Когда Траян устраивал свои игры и для потребностей города даже не хватало цирка, никто из римлян тогда не поверил бы, что наступит такое время, когда цирк будет слишком велик для Рима, когда для всего его населения будет вполне достаточно одной четвертой части мест для зрителей. Правда, в 500 г. многие сидения из мрамора уже были разрушены, многие части портика были повреждены, а наружные лавки и кладовые были покинуты, точно так же многие статуи, воздвигнутые в цирке Сульпицием Севером, были, вероятно, похищены вандалами, а другие стояли в нишах изуродованными. Цирк был древний и должен был пострадать от времени; все это гигантское здание, служившее народу целые века, должно было носить на себе печать глубокой старины наравне с соседними дворцами цезарей, отделенными от цирка одной только улицей. Но тем не менее этим зданием пользовались вполне еще и тогда.
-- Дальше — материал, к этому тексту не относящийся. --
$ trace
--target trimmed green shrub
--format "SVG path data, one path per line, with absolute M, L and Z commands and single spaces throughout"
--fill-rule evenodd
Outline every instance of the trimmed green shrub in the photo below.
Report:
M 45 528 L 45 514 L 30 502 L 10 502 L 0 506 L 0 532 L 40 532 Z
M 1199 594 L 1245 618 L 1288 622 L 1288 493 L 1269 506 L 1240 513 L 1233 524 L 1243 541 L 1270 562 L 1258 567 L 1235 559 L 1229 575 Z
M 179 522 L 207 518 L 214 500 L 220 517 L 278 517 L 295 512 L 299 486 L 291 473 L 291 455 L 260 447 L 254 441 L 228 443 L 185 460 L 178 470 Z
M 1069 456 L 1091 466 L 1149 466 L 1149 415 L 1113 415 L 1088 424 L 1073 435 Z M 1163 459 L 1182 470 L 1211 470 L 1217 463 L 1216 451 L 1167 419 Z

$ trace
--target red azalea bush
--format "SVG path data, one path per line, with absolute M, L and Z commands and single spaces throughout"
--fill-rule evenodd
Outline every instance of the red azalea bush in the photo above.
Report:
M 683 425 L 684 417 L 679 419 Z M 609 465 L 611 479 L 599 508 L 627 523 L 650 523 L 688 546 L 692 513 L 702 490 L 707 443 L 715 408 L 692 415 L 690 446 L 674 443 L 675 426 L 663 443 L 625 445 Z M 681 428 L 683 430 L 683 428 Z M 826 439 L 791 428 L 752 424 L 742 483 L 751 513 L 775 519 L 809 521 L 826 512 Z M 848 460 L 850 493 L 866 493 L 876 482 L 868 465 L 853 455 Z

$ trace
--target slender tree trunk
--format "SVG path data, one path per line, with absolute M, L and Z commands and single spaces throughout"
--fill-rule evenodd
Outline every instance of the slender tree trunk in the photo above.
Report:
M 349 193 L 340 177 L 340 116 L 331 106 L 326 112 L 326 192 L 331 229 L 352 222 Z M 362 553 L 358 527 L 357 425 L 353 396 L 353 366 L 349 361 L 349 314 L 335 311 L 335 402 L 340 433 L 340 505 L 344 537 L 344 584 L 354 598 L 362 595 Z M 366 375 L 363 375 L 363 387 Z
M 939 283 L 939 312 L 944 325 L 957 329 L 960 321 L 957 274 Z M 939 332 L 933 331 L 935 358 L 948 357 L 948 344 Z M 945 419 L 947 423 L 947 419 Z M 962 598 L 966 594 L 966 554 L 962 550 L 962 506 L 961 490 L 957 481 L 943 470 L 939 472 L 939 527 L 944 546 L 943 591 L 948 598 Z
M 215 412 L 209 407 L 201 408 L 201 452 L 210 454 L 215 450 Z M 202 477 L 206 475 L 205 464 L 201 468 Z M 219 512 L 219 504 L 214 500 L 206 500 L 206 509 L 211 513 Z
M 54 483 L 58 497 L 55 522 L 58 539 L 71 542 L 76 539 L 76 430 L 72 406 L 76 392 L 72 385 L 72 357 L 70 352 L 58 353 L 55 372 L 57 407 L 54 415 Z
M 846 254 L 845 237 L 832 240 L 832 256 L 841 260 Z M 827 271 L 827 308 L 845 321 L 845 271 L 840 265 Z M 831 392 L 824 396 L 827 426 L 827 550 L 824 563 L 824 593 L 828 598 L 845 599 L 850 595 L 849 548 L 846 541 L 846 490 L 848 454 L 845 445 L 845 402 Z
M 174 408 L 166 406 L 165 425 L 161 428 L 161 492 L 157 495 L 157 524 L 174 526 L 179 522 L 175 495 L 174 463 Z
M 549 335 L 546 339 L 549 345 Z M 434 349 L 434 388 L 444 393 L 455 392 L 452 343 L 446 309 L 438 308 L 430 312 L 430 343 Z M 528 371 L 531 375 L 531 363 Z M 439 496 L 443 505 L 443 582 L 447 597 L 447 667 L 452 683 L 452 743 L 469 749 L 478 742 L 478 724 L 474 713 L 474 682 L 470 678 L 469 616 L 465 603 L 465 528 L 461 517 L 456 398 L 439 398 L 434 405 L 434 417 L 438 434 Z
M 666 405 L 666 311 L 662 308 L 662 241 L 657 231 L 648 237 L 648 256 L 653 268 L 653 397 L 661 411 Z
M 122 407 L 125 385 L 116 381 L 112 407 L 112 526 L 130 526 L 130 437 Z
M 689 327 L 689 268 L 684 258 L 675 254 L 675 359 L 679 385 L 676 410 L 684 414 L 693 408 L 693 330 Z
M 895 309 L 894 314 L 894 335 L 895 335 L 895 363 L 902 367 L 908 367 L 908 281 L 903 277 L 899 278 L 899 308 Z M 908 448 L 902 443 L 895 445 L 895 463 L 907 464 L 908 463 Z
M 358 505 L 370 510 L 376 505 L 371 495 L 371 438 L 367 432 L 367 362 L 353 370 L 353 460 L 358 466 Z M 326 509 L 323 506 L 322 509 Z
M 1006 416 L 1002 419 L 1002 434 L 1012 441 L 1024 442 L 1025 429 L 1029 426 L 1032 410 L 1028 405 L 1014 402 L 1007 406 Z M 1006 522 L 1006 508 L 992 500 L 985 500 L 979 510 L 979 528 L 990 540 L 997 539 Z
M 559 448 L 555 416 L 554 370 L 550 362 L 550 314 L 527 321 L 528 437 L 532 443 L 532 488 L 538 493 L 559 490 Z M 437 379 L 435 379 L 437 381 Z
Ворота с двенадцатью проходами, стена с обоими обелисками, проходившая вдоль цирка, семь остроконечных колонн, канал, который шел вокруг арены, даже тарра, или салфетка, которой давали знак к состязанию, наездники, спешившие к началу состязаний, – словом, многое, что входило в обиход цирка и игр в нем, – все это упоминается Кассиодором и существовало в то время, когда Венедикт прибыл в Рим для обучения.
Конечно, уже не было больше той торжественной процессии, которая прежде в сопровождении богов и жертвенных животных двигалась от Капитолия к цирку, народ довольствовался гораздо более скромной церемонией. Но консулы при своем вступлении продолжали руководить играми, и нам известны стихи одного консула, в которых он прославляет их.
По-видимому, выдающиеся возницы константинопольского ипподрома являлись иногда в римский цирк или для гастролей, или по приглашению какой-нибудь цирковой партии, враждовавшей с другой. В Риме точно так же, как и в Византии, цирковые партии, партия зеленых и партия серо-голубых, яростно враждовали между собой. Первоначально, впрочем, различали четыре цвета в цирке, и Кассиодор объясняет названия их соответствием с временами года: prasina – соответствовала зеленой весне, veneta – облачной зиме, розово-красный цвет – знойному лету, белый цвет – осени, когда все покрывалось инеем. С той поры, как римский император, следуя своим низменным инстинктам, опустился до того, что сам стал брать на себя роль возницы и принимал сторону то зеленых, то голубых, раздор в цирке упрочился и остался навсегда.
Большой цирк в Риме. Реконструкция
Возница на колеснице. Древнеримская мозаика
Отдаваясь этой партийной борьбе в цирке, народ заменял ею утраченное им участие в государственной жизни, и народные политические мнения проявлялись до некоторой степени в этой шумной форме. В римском цирке не происходило таких кровавых столкновений, как в Византии, где в 501 г. во время одной драки голубых и зеленых было убито более 3000 человек, тем не менее и в Риме не было недостатка во враждебных столкновениях.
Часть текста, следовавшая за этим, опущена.